The delicacy, which he cultivated, restrains him to a certain nicety and caution, even when he writes upon the slightest matter. He has, therefore, in his whole volume, nothing burlesque, and seldom anything ludicrous or familiar. He seems always to do his best; though his subjects are often unworthy of his care.
It is not easy to think without some contempt on an author, who is growing illustrious in his own opinion by verses, at one time, “To a Lady, who can do anything but sleep, when she pleases;” at another, “To a Lady who can sleep when she pleases;” now, “To a Lady, on her passing through a crowd of people;” then, “On a braid of divers colours woven by four Ladies;” “On a tree cut in paper;” or, “To a Lady, from whom he received the copy of verses on the paper-tree, which, for many years, had been missing.”

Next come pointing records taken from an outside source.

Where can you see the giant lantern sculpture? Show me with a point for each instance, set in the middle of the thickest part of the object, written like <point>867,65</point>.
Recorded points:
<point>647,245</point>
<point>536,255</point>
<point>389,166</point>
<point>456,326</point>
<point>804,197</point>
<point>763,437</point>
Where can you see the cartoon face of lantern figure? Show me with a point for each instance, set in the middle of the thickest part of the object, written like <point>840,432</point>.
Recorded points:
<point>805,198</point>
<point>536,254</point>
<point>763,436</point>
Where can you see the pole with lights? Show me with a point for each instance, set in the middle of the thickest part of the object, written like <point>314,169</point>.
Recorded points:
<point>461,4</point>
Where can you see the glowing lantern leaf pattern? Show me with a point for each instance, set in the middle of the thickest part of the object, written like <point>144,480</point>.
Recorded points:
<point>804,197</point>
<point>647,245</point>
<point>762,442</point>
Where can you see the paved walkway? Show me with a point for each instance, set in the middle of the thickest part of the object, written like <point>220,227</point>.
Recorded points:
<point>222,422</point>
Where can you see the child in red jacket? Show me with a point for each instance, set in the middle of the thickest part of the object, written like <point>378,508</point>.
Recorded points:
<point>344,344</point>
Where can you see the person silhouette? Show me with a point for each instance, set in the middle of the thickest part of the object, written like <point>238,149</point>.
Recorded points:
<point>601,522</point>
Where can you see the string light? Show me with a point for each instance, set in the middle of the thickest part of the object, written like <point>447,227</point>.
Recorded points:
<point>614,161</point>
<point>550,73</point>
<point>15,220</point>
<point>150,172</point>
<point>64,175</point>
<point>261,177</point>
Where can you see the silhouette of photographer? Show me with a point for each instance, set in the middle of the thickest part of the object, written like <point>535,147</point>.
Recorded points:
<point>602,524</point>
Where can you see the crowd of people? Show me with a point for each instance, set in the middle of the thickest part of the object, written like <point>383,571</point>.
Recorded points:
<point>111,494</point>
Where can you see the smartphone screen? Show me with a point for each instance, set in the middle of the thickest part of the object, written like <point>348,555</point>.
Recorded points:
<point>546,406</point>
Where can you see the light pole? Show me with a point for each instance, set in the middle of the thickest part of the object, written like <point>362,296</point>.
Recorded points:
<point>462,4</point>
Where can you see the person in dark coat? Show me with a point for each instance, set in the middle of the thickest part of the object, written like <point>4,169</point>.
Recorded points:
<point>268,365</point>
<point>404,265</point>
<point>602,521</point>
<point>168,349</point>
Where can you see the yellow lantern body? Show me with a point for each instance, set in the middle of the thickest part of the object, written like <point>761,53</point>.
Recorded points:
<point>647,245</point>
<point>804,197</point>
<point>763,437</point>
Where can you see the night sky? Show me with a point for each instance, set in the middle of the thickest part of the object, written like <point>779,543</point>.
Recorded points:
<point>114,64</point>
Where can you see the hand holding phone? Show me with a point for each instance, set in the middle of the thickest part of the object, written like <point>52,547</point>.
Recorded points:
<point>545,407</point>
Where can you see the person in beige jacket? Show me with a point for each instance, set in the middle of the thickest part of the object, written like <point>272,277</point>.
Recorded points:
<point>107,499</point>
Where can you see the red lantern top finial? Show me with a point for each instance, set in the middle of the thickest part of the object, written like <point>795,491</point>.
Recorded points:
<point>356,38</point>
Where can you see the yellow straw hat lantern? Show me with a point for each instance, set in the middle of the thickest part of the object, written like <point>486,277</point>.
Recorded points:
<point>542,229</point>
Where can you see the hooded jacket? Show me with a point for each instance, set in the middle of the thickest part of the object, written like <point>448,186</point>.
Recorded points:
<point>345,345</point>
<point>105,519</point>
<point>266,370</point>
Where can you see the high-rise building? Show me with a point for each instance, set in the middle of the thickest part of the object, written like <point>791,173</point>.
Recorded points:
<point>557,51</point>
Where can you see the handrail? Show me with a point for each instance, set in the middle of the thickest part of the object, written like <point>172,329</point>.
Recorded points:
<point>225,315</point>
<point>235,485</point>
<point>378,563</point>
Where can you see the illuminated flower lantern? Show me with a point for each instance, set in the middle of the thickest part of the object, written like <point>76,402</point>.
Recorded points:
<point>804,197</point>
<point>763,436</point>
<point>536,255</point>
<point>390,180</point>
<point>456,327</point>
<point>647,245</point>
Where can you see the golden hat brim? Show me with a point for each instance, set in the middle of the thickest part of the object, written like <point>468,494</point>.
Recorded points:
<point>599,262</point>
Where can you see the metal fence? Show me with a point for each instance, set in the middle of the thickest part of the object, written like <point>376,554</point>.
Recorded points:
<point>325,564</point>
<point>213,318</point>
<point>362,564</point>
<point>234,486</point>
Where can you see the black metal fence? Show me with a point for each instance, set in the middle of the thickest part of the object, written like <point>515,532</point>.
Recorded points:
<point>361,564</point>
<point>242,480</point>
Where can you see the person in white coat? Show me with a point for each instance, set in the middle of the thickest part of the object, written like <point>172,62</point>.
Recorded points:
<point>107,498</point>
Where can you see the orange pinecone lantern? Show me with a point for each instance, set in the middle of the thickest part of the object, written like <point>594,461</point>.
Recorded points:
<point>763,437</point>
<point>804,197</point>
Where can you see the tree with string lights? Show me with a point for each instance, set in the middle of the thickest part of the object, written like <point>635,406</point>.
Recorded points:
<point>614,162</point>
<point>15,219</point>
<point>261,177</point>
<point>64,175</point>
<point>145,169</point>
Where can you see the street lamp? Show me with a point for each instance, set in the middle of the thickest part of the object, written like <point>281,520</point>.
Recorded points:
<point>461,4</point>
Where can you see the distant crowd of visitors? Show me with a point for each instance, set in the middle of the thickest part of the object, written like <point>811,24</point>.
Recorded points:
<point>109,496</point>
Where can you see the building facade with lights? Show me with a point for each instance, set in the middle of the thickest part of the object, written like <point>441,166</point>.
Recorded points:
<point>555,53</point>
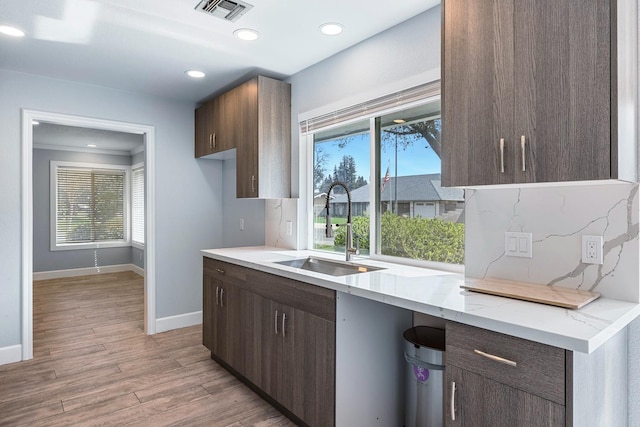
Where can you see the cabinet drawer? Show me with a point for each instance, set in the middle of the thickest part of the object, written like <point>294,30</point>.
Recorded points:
<point>230,273</point>
<point>526,365</point>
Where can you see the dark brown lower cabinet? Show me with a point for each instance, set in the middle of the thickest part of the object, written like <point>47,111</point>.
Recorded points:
<point>479,401</point>
<point>222,320</point>
<point>276,333</point>
<point>492,379</point>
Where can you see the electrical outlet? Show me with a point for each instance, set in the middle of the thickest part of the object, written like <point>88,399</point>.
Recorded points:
<point>518,244</point>
<point>592,249</point>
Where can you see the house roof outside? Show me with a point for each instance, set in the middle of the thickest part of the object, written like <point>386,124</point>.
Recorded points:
<point>426,187</point>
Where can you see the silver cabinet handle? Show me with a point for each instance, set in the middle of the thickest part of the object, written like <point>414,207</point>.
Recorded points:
<point>453,401</point>
<point>523,142</point>
<point>284,318</point>
<point>496,358</point>
<point>501,155</point>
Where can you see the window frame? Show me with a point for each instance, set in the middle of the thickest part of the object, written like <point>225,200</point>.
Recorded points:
<point>134,168</point>
<point>53,203</point>
<point>374,190</point>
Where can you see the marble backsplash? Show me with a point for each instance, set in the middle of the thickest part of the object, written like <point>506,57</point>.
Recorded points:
<point>557,217</point>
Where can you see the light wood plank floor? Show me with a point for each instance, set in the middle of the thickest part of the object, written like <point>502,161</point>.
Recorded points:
<point>93,365</point>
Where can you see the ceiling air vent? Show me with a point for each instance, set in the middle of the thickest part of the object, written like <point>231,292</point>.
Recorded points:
<point>225,9</point>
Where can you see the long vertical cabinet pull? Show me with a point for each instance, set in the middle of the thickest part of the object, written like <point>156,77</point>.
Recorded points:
<point>523,142</point>
<point>501,155</point>
<point>453,400</point>
<point>284,319</point>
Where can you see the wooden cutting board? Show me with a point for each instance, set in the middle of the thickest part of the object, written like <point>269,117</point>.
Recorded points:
<point>552,295</point>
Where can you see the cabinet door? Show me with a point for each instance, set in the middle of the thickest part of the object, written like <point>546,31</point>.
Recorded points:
<point>478,91</point>
<point>247,148</point>
<point>209,312</point>
<point>563,90</point>
<point>479,401</point>
<point>256,324</point>
<point>312,375</point>
<point>204,129</point>
<point>225,121</point>
<point>230,325</point>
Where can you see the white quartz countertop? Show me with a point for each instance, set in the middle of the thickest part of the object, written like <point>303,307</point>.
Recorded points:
<point>438,293</point>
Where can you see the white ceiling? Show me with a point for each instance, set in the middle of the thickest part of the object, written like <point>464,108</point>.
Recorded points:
<point>146,45</point>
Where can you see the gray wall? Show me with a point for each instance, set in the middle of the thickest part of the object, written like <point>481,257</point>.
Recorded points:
<point>43,258</point>
<point>137,254</point>
<point>396,55</point>
<point>403,53</point>
<point>137,257</point>
<point>188,191</point>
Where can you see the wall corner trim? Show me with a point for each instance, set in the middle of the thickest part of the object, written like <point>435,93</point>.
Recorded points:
<point>10,354</point>
<point>169,323</point>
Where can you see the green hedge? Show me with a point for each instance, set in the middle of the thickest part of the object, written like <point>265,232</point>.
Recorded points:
<point>430,239</point>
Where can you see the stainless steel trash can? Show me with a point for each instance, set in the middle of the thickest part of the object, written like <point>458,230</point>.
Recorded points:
<point>424,351</point>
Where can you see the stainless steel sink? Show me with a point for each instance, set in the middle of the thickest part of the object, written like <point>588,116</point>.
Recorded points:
<point>330,267</point>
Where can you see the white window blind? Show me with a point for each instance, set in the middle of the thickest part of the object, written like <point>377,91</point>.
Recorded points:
<point>90,205</point>
<point>137,205</point>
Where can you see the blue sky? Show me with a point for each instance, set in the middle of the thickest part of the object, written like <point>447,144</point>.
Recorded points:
<point>414,160</point>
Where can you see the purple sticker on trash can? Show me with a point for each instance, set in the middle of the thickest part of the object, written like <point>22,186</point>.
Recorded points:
<point>422,374</point>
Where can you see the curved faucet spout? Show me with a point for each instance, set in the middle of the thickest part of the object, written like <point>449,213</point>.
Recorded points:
<point>349,250</point>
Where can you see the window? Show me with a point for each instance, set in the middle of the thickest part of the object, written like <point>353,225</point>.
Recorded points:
<point>388,153</point>
<point>137,205</point>
<point>89,205</point>
<point>340,154</point>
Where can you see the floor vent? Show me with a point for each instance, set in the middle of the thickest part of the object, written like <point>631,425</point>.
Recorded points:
<point>226,9</point>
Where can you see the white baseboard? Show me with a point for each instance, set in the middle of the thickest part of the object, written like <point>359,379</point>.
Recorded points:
<point>74,272</point>
<point>180,321</point>
<point>10,354</point>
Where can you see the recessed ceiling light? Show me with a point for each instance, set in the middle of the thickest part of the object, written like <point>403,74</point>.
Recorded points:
<point>246,34</point>
<point>331,28</point>
<point>11,31</point>
<point>195,74</point>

Genius now and then produces a lucky trifle. We still read the Dove of Anacreon, and Sparrow of Catullus: and a writer naturally pleases himself with a performance, which owes nothing to the subject. But compositions merely pretty have the fate of other pretty things, and are quitted in time for something useful; they are flowers fragrant and fair, but of short duration; or they are blossoms to be valued only as they foretell fruits.
Among Waller’s little poems are some, which their excellency ought to secure from oblivion; as, To Amoret, comparing the different modes of regard with which he looks on her and Sacharissa; and the verses on Love, that begin, “Anger in hasty words or blows.”
In others he is not equally successful; sometimes his thoughts are deficient, and sometimes his expression.
The numbers are not always musical; as,
Fair Venus, in thy soft arms
The god of rage confine:
For thy whispers are the charms
Which only can divert his fierce design.
What though he frown, and to tumult do incline;
Thou the flame
Kindled in his breast canst tame
With that snow which unmelted lies on thine.
He seldom indeed fetches an amorous sentiment from the depths of science; his thoughts are for the most part easily understood, and his images such as the superfices of nature readily supplies; he has a just claim to popularity, because he writes to common degrees of knowledge; and is free at least from philosophical pedantry, unless perhaps the end of a song to the Sun may be excepted, in which he is too much a Copernican. To which may be added the simile of the “palm” in the verses “on her passing through a crowd;” and a line in a more serious poem on the Restoration, about vipers and treacle, which can only be understood by those who happen to know the composition of the Theriaca.
His thoughts are sometimes hyperbolical and his images unnatural
The plants admire,
No less than those of old did Orpheus’ lyre;
If she sit down, with tops all tow’rds her bow’d,
They round about her into arbours crowd;
Or if she walks, in even ranks they stand,
Like some well-marshall’d and obsequious band.
In another place:
While in the park I sing, the listening deer
Attend my passion, and forget to fear:
When to the beeches I report my flame,
They bow their heads, as if they felt the same.
To gods appealing, when I reach their bowers
With loud complaints they answer me in showers.
To thee a wild and cruel soul is given,
More deaf than trees, and prouder than the Heaven!
On the head of a stag:
O fertile head! which every year
Could such a crop of wonder bear!
The teeming earth did never bring,
So soon, so hard, so large a thing:
Which might it never have been cast,
Each year’s growth added to the last,
These lofty branches had supplied
The earth’s bold sons’ prodigious pride:
Heaven with these engines had been scaled,
When mountains heap’d on mountains fail’d.